We consistently find that customers can substantially reduce upfront investment in hardware and installation as well as ongoing monthly operating expenses.
Our analysis here is for a typical 16 extension system for a branch office.
In summary, in the first year cash outflow is reduced by approximately 65%, with the total savings over a five year period of 40%. This does not take into account the cost of capital.
- We have used real customer quotes for the cost of the onsite hardware and installation, software licences and training.
- For the phones, proprietary phones are required for most onsite systems. Our analysis uses mid-range phones in both cases. For the hosted solution, we have uased the Grandstream GXP2130
- In both cases, some network upgrade will probably be necessary.
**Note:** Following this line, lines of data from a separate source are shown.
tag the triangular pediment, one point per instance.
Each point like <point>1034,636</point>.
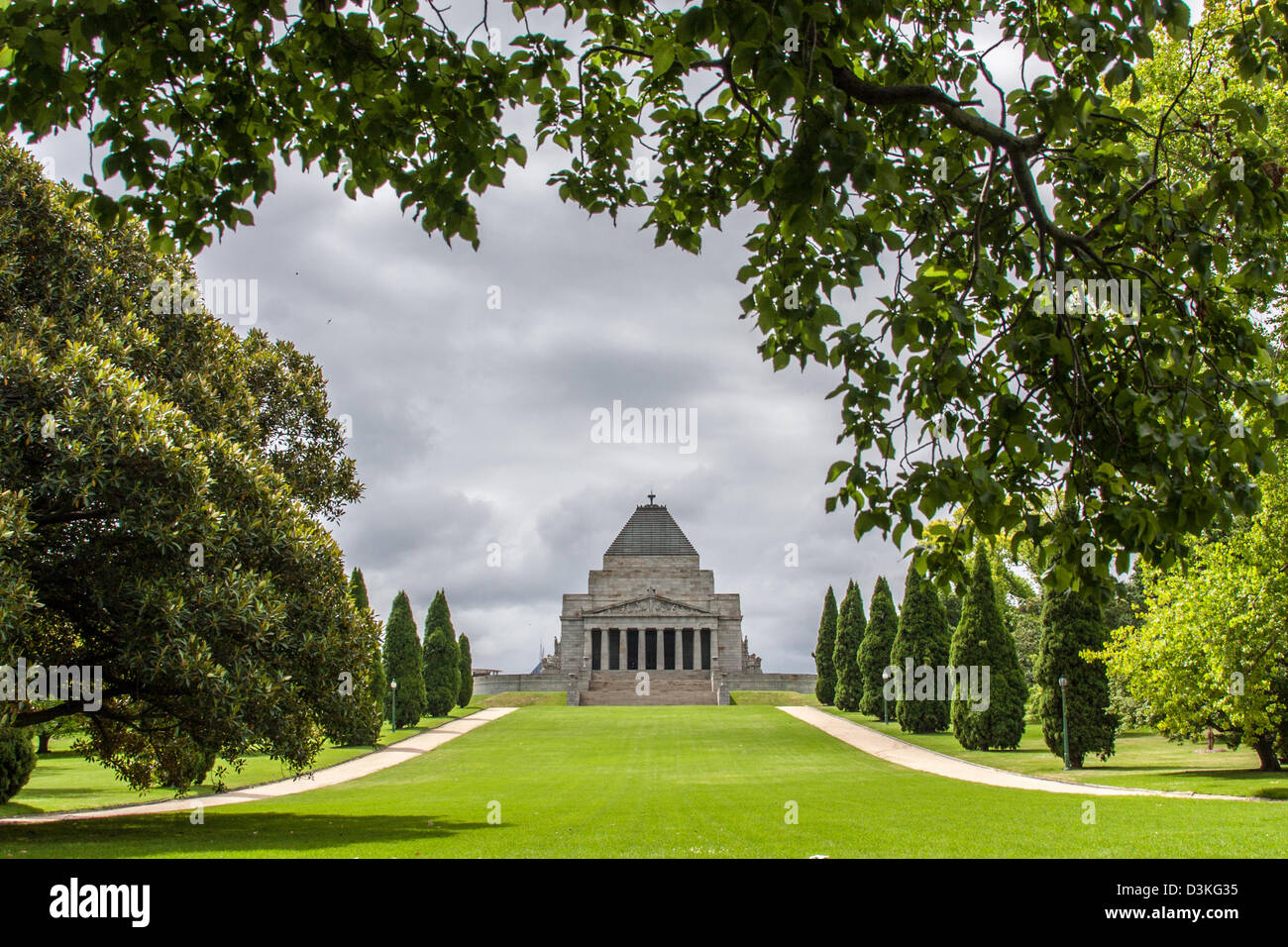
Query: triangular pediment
<point>648,607</point>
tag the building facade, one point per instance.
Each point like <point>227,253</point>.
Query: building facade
<point>652,608</point>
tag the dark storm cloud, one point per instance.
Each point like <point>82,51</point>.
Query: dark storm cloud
<point>472,425</point>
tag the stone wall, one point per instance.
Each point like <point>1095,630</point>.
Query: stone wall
<point>802,684</point>
<point>502,684</point>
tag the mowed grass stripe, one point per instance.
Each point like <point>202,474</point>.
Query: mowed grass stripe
<point>669,783</point>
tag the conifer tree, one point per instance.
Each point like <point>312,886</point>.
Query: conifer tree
<point>850,628</point>
<point>467,692</point>
<point>922,638</point>
<point>1072,624</point>
<point>442,673</point>
<point>875,651</point>
<point>359,590</point>
<point>439,618</point>
<point>403,664</point>
<point>996,720</point>
<point>362,689</point>
<point>824,686</point>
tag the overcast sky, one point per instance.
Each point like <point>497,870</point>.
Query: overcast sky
<point>472,425</point>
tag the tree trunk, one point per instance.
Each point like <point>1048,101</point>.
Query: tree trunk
<point>1266,751</point>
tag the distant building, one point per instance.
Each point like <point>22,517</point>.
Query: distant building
<point>651,629</point>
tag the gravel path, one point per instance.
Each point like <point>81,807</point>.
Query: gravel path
<point>905,754</point>
<point>331,776</point>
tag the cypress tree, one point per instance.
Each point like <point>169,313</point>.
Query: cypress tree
<point>467,692</point>
<point>982,641</point>
<point>875,651</point>
<point>922,637</point>
<point>824,686</point>
<point>442,673</point>
<point>1072,624</point>
<point>850,628</point>
<point>376,684</point>
<point>403,664</point>
<point>439,618</point>
<point>359,590</point>
<point>17,761</point>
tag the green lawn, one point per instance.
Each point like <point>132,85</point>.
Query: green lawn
<point>63,780</point>
<point>1141,759</point>
<point>668,781</point>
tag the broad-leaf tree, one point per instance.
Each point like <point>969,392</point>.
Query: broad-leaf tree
<point>1210,648</point>
<point>868,145</point>
<point>151,523</point>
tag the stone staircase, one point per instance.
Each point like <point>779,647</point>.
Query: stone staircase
<point>617,688</point>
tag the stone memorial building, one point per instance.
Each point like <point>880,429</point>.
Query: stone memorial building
<point>652,608</point>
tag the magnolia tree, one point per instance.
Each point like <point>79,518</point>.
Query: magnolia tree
<point>160,493</point>
<point>1210,650</point>
<point>1061,309</point>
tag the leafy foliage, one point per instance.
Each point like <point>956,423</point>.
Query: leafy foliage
<point>982,641</point>
<point>1209,648</point>
<point>875,650</point>
<point>922,637</point>
<point>855,136</point>
<point>824,684</point>
<point>150,522</point>
<point>1072,631</point>
<point>403,664</point>
<point>850,628</point>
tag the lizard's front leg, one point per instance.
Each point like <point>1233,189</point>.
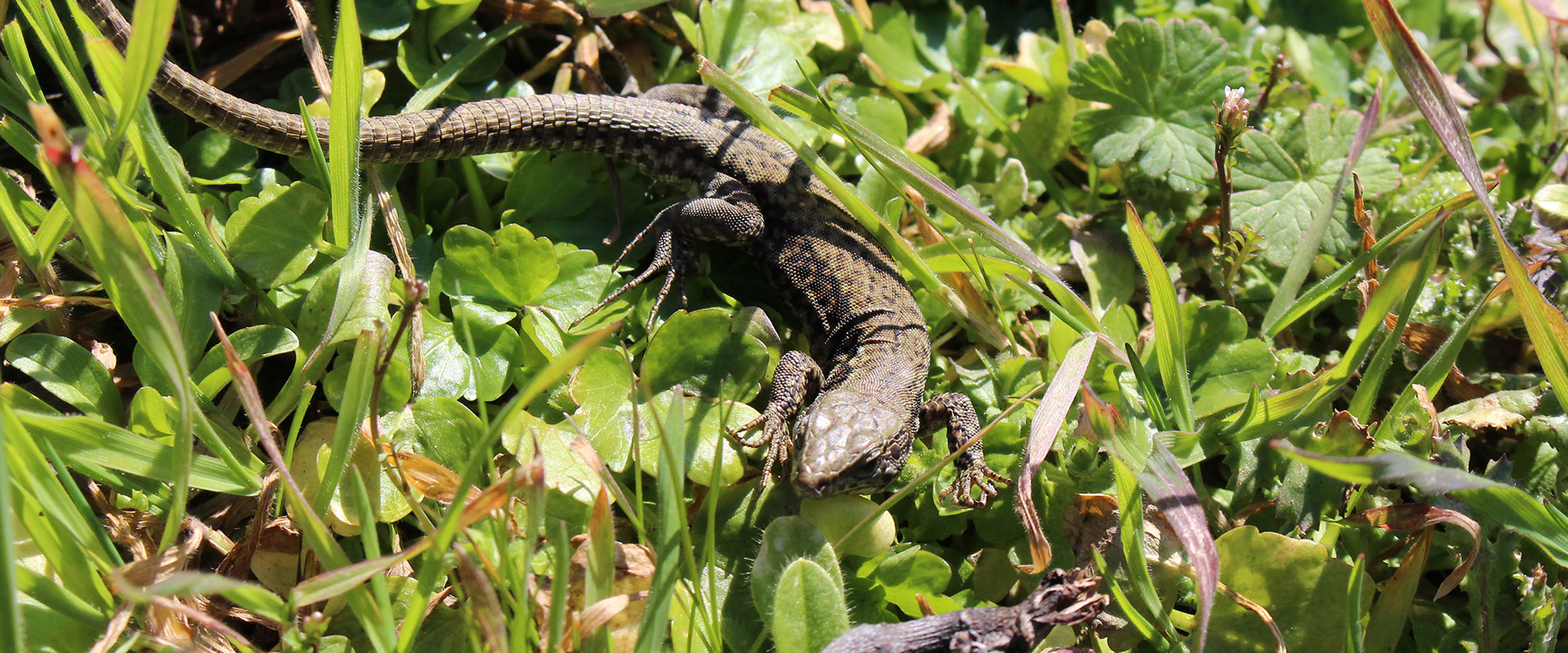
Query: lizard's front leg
<point>794,381</point>
<point>959,415</point>
<point>725,213</point>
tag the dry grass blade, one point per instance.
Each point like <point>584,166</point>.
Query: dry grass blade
<point>1419,516</point>
<point>1043,429</point>
<point>1178,501</point>
<point>1545,323</point>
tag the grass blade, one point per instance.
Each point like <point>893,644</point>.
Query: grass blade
<point>344,134</point>
<point>1178,501</point>
<point>1545,323</point>
<point>10,593</point>
<point>1170,334</point>
<point>864,215</point>
<point>1043,429</point>
<point>889,157</point>
<point>151,22</point>
<point>1508,504</point>
<point>1377,366</point>
<point>1307,251</point>
<point>671,526</point>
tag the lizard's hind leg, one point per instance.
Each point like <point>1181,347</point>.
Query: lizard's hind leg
<point>726,213</point>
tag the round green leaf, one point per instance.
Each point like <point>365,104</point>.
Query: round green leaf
<point>311,455</point>
<point>836,516</point>
<point>438,428</point>
<point>272,237</point>
<point>913,572</point>
<point>603,387</point>
<point>69,371</point>
<point>214,157</point>
<point>706,351</point>
<point>510,269</point>
<point>1295,580</point>
<point>452,370</point>
<point>706,423</point>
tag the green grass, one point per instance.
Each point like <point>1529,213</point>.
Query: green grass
<point>196,337</point>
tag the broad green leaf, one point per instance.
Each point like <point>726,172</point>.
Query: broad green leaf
<point>1227,364</point>
<point>787,539</point>
<point>706,424</point>
<point>272,237</point>
<point>386,20</point>
<point>313,460</point>
<point>334,313</point>
<point>706,351</point>
<point>252,345</point>
<point>453,370</point>
<point>577,286</point>
<point>1310,245</point>
<point>764,42</point>
<point>603,387</point>
<point>911,571</point>
<point>214,157</point>
<point>509,269</point>
<point>69,371</point>
<point>1160,83</point>
<point>1334,282</point>
<point>439,428</point>
<point>1294,580</point>
<point>1281,182</point>
<point>565,472</point>
<point>808,608</point>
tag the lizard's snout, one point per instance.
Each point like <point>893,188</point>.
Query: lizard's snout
<point>844,445</point>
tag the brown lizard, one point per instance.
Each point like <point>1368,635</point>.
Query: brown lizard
<point>862,383</point>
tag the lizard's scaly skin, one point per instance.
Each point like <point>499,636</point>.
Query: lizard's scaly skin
<point>867,332</point>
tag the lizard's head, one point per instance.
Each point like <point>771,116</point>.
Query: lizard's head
<point>847,442</point>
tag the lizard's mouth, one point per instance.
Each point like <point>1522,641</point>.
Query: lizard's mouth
<point>844,446</point>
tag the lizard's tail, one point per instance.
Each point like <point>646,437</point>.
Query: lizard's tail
<point>625,127</point>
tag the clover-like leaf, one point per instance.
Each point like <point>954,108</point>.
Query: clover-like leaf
<point>509,269</point>
<point>313,453</point>
<point>1225,364</point>
<point>272,237</point>
<point>457,371</point>
<point>911,572</point>
<point>1160,85</point>
<point>1283,179</point>
<point>603,387</point>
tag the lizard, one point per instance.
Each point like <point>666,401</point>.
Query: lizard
<point>1062,598</point>
<point>844,417</point>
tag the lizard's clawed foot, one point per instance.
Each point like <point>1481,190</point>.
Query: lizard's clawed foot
<point>971,475</point>
<point>671,259</point>
<point>773,436</point>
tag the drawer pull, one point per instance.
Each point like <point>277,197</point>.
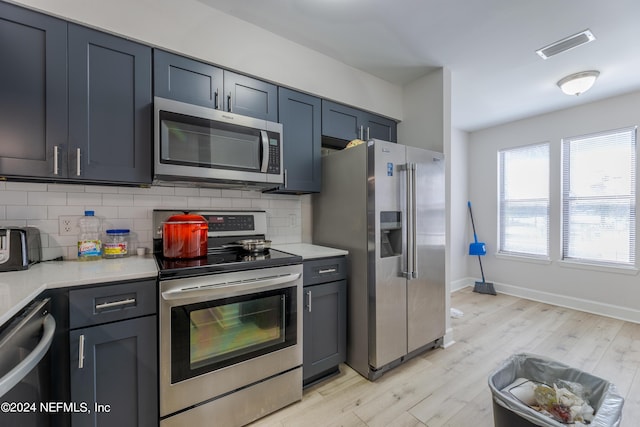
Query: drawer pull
<point>112,304</point>
<point>81,352</point>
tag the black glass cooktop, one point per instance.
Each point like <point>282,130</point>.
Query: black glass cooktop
<point>223,260</point>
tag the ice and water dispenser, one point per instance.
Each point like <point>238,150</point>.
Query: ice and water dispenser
<point>390,234</point>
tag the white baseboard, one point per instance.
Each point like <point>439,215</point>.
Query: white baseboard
<point>594,307</point>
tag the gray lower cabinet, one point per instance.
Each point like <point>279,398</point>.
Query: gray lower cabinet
<point>301,117</point>
<point>324,319</point>
<point>195,82</point>
<point>75,104</point>
<point>113,354</point>
<point>345,123</point>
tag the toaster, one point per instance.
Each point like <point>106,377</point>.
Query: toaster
<point>20,247</point>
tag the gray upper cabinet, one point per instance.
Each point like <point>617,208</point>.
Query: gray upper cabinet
<point>109,108</point>
<point>186,80</point>
<point>346,123</point>
<point>301,117</point>
<point>250,97</point>
<point>75,104</point>
<point>33,91</point>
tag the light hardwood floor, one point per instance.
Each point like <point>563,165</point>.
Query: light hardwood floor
<point>448,387</point>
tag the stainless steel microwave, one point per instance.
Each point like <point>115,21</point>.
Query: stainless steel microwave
<point>202,146</point>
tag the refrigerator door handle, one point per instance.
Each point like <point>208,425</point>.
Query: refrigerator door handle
<point>408,273</point>
<point>414,224</point>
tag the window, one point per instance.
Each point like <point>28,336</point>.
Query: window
<point>524,200</point>
<point>599,199</point>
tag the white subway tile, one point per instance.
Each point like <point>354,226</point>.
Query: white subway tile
<point>144,200</point>
<point>66,188</point>
<point>133,212</point>
<point>26,186</point>
<point>44,198</point>
<point>13,197</point>
<point>198,202</point>
<point>84,199</point>
<point>26,212</point>
<point>53,212</point>
<point>117,199</point>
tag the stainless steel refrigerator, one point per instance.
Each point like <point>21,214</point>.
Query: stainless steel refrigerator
<point>385,204</point>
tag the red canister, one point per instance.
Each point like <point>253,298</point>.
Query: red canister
<point>184,236</point>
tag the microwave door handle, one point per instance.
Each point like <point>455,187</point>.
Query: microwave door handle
<point>265,151</point>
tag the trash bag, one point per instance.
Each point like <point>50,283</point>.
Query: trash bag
<point>602,395</point>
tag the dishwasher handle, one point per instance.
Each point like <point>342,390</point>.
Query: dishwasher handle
<point>16,375</point>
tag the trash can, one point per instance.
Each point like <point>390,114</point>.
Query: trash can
<point>510,411</point>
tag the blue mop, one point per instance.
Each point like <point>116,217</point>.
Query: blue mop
<point>479,249</point>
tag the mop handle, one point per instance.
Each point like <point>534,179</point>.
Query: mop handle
<point>475,238</point>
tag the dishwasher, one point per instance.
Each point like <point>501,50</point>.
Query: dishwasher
<point>25,366</point>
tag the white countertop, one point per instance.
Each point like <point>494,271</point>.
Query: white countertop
<point>308,251</point>
<point>18,288</point>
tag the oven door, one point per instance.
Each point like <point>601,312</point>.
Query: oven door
<point>223,332</point>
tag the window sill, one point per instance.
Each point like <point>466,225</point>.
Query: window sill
<point>628,270</point>
<point>524,258</point>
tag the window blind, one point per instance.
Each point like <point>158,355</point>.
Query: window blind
<point>524,200</point>
<point>599,197</point>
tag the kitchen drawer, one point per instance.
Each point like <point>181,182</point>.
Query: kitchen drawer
<point>109,303</point>
<point>324,270</point>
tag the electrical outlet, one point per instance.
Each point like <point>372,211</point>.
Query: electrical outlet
<point>68,225</point>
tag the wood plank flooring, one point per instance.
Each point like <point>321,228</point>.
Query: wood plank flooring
<point>448,387</point>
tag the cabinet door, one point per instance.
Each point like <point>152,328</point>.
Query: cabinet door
<point>340,121</point>
<point>250,97</point>
<point>301,116</point>
<point>33,88</point>
<point>109,108</point>
<point>377,127</point>
<point>325,328</point>
<point>186,80</point>
<point>119,372</point>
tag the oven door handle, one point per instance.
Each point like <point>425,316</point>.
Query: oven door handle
<point>213,288</point>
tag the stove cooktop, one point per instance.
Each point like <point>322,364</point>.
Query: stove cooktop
<point>223,261</point>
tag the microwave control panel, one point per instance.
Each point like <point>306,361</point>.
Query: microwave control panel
<point>274,156</point>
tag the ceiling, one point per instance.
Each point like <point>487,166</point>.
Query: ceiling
<point>488,45</point>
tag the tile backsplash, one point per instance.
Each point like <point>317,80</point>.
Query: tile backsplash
<point>41,205</point>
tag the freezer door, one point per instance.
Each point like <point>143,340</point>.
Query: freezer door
<point>387,253</point>
<point>426,289</point>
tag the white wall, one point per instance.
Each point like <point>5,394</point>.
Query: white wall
<point>605,291</point>
<point>193,29</point>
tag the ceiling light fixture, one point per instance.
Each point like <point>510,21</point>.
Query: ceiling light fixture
<point>577,83</point>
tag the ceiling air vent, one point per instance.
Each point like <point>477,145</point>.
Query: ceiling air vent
<point>565,44</point>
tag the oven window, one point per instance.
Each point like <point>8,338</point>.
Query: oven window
<point>198,142</point>
<point>212,335</point>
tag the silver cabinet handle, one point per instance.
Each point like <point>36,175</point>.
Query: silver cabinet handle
<point>111,304</point>
<point>265,151</point>
<point>18,373</point>
<point>81,352</point>
<point>56,167</point>
<point>78,161</point>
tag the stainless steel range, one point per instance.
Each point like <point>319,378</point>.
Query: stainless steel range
<point>230,326</point>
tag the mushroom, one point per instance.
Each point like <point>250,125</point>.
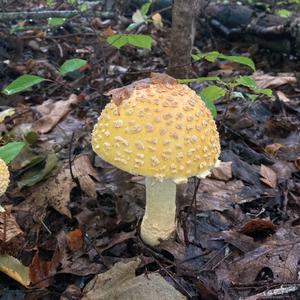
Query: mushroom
<point>162,130</point>
<point>4,177</point>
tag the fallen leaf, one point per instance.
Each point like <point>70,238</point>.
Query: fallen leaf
<point>297,163</point>
<point>223,171</point>
<point>74,240</point>
<point>55,191</point>
<point>83,170</point>
<point>268,176</point>
<point>52,112</point>
<point>121,283</point>
<point>41,271</point>
<point>256,227</point>
<point>14,269</point>
<point>9,228</point>
<point>272,149</point>
<point>279,254</point>
<point>218,195</point>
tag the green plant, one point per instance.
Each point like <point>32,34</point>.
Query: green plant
<point>222,88</point>
<point>24,82</point>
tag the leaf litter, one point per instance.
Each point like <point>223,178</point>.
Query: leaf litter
<point>72,220</point>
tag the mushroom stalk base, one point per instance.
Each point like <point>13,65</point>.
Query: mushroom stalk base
<point>159,220</point>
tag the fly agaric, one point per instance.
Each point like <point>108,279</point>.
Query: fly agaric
<point>162,130</point>
<point>4,177</point>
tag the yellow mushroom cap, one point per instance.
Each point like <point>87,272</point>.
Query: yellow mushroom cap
<point>4,177</point>
<point>157,127</point>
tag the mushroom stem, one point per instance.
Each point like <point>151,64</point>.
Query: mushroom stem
<point>160,213</point>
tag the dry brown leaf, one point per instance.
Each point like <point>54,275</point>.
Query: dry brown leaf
<point>74,240</point>
<point>83,170</point>
<point>121,283</point>
<point>297,163</point>
<point>281,96</point>
<point>52,112</point>
<point>223,171</point>
<point>266,81</point>
<point>9,228</point>
<point>55,191</point>
<point>268,176</point>
<point>280,254</point>
<point>258,226</point>
<point>272,149</point>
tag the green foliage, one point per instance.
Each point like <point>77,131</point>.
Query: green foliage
<point>212,93</point>
<point>284,13</point>
<point>9,151</point>
<point>71,65</point>
<point>137,40</point>
<point>34,176</point>
<point>140,16</point>
<point>199,79</point>
<point>251,84</point>
<point>214,55</point>
<point>22,83</point>
<point>56,21</point>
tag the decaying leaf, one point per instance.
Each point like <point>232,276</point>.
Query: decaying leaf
<point>268,176</point>
<point>218,195</point>
<point>52,112</point>
<point>280,255</point>
<point>258,226</point>
<point>41,271</point>
<point>9,228</point>
<point>121,283</point>
<point>74,240</point>
<point>223,171</point>
<point>14,269</point>
<point>273,148</point>
<point>55,191</point>
<point>83,170</point>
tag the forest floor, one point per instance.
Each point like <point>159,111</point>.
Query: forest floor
<point>238,231</point>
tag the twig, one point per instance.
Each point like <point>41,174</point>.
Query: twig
<point>70,158</point>
<point>44,14</point>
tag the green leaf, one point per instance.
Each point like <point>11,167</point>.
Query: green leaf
<point>140,40</point>
<point>83,7</point>
<point>145,8</point>
<point>138,17</point>
<point>71,65</point>
<point>137,40</point>
<point>117,40</point>
<point>22,83</point>
<point>56,21</point>
<point>249,82</point>
<point>210,105</point>
<point>212,93</point>
<point>9,151</point>
<point>32,177</point>
<point>199,79</point>
<point>284,13</point>
<point>214,55</point>
<point>14,269</point>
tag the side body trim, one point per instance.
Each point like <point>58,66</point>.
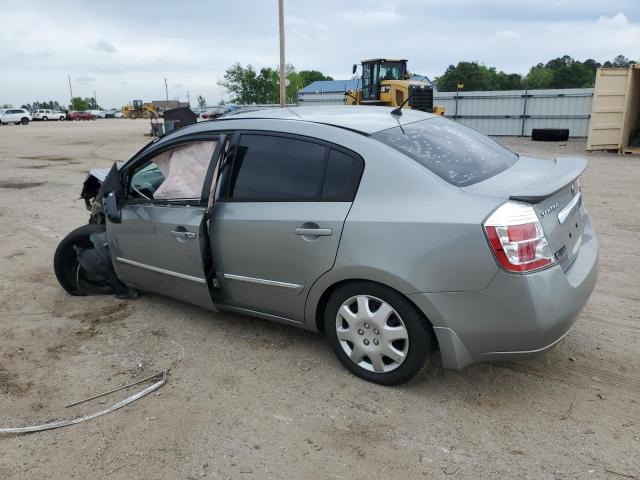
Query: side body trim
<point>261,281</point>
<point>161,270</point>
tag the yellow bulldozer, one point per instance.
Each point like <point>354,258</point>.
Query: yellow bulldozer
<point>137,109</point>
<point>386,82</point>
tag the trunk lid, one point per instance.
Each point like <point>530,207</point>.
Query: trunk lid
<point>551,187</point>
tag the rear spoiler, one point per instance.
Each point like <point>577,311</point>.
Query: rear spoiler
<point>566,171</point>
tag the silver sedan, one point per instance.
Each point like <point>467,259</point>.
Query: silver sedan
<point>396,235</point>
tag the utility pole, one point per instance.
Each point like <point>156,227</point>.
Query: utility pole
<point>283,91</point>
<point>70,91</point>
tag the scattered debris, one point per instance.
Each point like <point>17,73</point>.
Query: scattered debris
<point>451,469</point>
<point>625,475</point>
<point>112,391</point>
<point>567,413</point>
<point>74,421</point>
<point>20,185</point>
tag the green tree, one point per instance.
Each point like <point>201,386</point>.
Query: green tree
<point>310,76</point>
<point>470,74</point>
<point>539,77</point>
<point>79,104</point>
<point>246,86</point>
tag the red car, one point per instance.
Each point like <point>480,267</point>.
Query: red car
<point>73,115</point>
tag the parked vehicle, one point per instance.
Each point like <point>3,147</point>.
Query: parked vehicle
<point>113,113</point>
<point>15,115</point>
<point>98,113</point>
<point>393,234</point>
<point>74,115</point>
<point>47,114</point>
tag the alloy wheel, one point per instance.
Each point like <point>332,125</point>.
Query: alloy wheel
<point>372,334</point>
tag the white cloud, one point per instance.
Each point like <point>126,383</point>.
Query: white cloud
<point>104,46</point>
<point>192,43</point>
<point>618,20</point>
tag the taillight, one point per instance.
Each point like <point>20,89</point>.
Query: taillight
<point>517,239</point>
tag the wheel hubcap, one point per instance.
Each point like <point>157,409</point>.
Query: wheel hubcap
<point>372,334</point>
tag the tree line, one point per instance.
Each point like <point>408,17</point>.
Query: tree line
<point>246,85</point>
<point>561,72</point>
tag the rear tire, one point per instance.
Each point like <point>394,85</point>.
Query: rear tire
<point>65,261</point>
<point>377,353</point>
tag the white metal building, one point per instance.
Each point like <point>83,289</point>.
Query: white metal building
<point>509,112</point>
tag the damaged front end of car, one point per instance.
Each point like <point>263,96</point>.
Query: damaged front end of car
<point>82,262</point>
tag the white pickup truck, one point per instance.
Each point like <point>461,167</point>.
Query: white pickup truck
<point>15,115</point>
<point>45,114</point>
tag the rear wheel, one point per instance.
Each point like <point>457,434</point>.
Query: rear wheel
<point>69,273</point>
<point>376,333</point>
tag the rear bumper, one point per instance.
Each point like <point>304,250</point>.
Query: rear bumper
<point>516,316</point>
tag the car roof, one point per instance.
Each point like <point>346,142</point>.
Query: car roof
<point>363,119</point>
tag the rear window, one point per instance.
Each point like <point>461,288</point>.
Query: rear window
<point>458,154</point>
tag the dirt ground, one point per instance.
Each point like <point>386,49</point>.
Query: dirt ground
<point>251,399</point>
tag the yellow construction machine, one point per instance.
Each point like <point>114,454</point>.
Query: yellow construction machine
<point>385,82</point>
<point>137,109</point>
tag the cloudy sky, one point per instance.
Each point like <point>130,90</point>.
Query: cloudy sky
<point>124,49</point>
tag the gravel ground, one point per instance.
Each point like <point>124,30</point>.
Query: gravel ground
<point>251,399</point>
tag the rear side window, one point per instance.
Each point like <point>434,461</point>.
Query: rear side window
<point>458,154</point>
<point>271,168</point>
<point>342,177</point>
<point>286,169</point>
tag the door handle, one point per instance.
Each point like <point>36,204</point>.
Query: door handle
<point>313,232</point>
<point>182,234</point>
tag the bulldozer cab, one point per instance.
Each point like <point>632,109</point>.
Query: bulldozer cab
<point>375,71</point>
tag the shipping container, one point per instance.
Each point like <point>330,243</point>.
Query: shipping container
<point>615,116</point>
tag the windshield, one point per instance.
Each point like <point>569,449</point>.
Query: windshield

We have included the cost of a 24 port POE switch and a router in both scenarios. Some rewiring of the network drops to desks may be necessary, but would be similar in both cases.
- For the monthly operating costs. we have assumed that only 6 traditional Bell lines would be necessary to support 16 extensions with an on-site PBX. In many cases, this is on the low side. For the hosted PBX solution, there is no limit to the number of simultaneous calls.
- Monthly maintenance is based on 12% of initial hardware and licences. Often we see that this is up to 15% per year. for the hosted solution, full support including any programming changes is included in the monthly charge.
The initial investment required for a hosted solution is only 16% of the on-site installation preserving capital. Monthly expenses are 17% lower on an ongoing basis
Taking a five year view, savings in the first year would be 65%, and over a five year period would be 40%.